Green Deal: ‘a car crash waiting to happen’

Eco Environments sales & marketing director David Hunt slammed the Government's Green Deal in a presentation at Energy Solutions yesterday. In an exclusive interview with edie he explained why.


While recognising merit in the principle and a small portion of its practical application, he warned “it is in danger of killing itself.”

Hunt called the scheme “a big policy with so many holes in it.”

“It seems to have been rushed out to get a headline without it being fully cooked or fully thought through,” he said.

According to Hunt, the main issues are around the scheme’s funding.

He said: “From a domestic point of view there’s a 7.5% interest rate. That’s going to put off the domestic market straightaway – no one’s going to lend for over 10 years for that sort of interest rate. And then there are issues around selling your house because the debts still attached to your property.”

“There are lots of good things in it but it just doesn’t all link up and work. And that’s one of the frustrations. It should launch in the first instance around social housing and councils addressing fuel poverty.

“But for private homeowners and businesses it just doesn’t stack up at the moment and the problem you’re hearing from the industry is if you go to the market with something half-baked even the good bits get tarnished with the bad bits: good things get lost because there are so many negatives.

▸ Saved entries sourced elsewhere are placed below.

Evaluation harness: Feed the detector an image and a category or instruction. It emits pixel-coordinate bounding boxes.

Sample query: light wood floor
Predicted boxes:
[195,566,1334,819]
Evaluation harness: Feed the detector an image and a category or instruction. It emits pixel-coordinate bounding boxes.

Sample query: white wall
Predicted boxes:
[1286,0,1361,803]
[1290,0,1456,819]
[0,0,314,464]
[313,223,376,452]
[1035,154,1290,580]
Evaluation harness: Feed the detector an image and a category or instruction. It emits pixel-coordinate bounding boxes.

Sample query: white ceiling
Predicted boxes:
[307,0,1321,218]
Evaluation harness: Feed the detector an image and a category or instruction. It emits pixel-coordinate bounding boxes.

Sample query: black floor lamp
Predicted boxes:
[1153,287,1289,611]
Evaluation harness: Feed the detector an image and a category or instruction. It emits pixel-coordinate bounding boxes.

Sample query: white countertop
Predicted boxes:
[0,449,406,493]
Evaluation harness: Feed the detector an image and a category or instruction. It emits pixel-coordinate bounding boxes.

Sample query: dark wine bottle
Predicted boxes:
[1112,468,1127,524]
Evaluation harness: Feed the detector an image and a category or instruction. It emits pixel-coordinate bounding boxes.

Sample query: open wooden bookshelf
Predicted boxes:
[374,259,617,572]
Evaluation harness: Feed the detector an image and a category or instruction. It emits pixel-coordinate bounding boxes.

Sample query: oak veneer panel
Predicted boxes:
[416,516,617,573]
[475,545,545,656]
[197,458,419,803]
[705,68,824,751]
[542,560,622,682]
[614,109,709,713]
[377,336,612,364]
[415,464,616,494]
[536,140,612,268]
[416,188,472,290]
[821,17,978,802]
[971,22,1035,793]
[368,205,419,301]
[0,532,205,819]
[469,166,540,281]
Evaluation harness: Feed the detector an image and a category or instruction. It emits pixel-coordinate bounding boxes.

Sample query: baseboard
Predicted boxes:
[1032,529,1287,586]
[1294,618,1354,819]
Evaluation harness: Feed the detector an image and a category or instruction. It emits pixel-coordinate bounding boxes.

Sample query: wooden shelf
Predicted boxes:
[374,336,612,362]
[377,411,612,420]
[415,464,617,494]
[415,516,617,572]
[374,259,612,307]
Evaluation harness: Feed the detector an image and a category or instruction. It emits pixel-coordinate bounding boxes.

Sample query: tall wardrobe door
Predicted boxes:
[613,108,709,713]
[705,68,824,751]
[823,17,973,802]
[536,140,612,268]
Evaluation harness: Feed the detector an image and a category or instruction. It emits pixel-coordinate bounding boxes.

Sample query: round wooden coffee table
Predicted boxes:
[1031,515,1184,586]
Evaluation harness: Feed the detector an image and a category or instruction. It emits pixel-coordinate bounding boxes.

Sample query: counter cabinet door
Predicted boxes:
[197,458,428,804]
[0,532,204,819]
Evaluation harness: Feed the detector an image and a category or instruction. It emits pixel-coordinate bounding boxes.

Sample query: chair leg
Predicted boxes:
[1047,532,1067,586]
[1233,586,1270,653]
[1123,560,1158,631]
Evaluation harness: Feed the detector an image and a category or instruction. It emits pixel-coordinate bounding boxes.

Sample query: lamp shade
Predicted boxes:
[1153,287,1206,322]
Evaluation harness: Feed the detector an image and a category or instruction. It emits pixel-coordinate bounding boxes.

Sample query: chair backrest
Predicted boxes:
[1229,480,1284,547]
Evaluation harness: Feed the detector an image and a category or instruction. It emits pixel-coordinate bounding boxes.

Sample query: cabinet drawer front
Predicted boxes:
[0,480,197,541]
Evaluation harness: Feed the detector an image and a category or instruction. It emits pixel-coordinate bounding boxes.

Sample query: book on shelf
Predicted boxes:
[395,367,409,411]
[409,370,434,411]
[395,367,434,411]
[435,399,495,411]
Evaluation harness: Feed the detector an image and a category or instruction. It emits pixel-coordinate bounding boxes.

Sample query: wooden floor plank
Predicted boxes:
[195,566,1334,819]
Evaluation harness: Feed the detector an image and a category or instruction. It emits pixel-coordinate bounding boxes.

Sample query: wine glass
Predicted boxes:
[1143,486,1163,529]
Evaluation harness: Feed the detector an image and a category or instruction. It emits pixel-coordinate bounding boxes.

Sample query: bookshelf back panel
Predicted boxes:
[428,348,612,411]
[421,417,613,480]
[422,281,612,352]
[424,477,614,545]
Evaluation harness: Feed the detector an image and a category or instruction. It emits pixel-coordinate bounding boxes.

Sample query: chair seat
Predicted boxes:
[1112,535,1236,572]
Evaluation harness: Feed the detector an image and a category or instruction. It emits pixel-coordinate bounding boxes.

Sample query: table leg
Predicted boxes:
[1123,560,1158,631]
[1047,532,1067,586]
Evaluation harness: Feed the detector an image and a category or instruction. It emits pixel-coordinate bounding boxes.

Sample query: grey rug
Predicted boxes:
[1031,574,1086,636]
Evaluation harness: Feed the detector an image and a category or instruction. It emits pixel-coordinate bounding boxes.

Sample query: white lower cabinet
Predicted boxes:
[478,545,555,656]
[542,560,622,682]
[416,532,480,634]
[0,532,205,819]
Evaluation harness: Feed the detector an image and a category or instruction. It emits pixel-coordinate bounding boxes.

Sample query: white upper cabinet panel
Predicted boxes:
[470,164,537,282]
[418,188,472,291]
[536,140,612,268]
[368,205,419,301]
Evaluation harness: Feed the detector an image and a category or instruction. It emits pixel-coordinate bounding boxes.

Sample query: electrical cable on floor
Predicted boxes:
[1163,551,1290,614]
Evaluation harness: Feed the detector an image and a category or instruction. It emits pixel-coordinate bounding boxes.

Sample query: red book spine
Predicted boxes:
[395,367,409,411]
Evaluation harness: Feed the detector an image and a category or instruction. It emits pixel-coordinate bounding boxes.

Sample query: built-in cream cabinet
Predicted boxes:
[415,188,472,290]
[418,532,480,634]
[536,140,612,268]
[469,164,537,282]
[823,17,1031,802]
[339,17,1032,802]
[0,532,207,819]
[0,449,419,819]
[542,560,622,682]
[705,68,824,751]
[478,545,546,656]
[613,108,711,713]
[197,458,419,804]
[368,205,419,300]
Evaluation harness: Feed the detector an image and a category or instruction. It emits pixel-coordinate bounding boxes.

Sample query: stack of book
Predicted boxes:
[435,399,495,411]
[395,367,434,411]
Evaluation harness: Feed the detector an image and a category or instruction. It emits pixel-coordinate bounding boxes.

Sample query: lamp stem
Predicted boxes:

Hunt added that the Green Deal offers the UK a huge opportunity but it is in danger of “killing itself by not being ready and parts of it not stacking up”.

“I’d like to see it done in a transitional stage and roll it out from a fuel poverty and social landlord point of view. This way it would put some positive views about the Green Deal out there rather than the negative.

Hunt advised holding back on the domestic, residential and commercial areas until the finance policy is better improved.

In a debate moments before, at the Energy Solutions exhibition, independent think tank SustainAbility’s executive director Rob Cameron, had reiterated Hunt’s description of the Green Deal as a “car crash policy”:

He said:” In headline terms it looks great. But in practical implementation terms I am not convinced at all that we have a strategic plan ready to go and it doesn’t look like at the political level it is going to be given the support it needs”.

The Department of Energy and Climate Change’s (DECC) Office for Renewable Energy Deployment, Stella Matakidou, pointed out that the green industry was at an early stage.

She said: “It is a new area and DECC is trying to provide the frame work to enable the industry to operate going forward. We will need to have a lot of interaction with people on the ground to really test what’s happening and how to improve on it”.

Commission for a sustainable London 2012’s chair, Shaun McCarthy remained doubtful.

He said: “My concern again is about the practical implementation of the Green Deal. In principle it seems to be a good idea, but making it happen with the hundreds and thousands of households and small installation companies at the right quality is going to be difficult.

Mr Hunt is the Renewable Energy Association’s vice chair of the onsite renewables sector, though he was not speaking in this capacity at the show.

Live from the Energy Solutions exhibition at Olympia.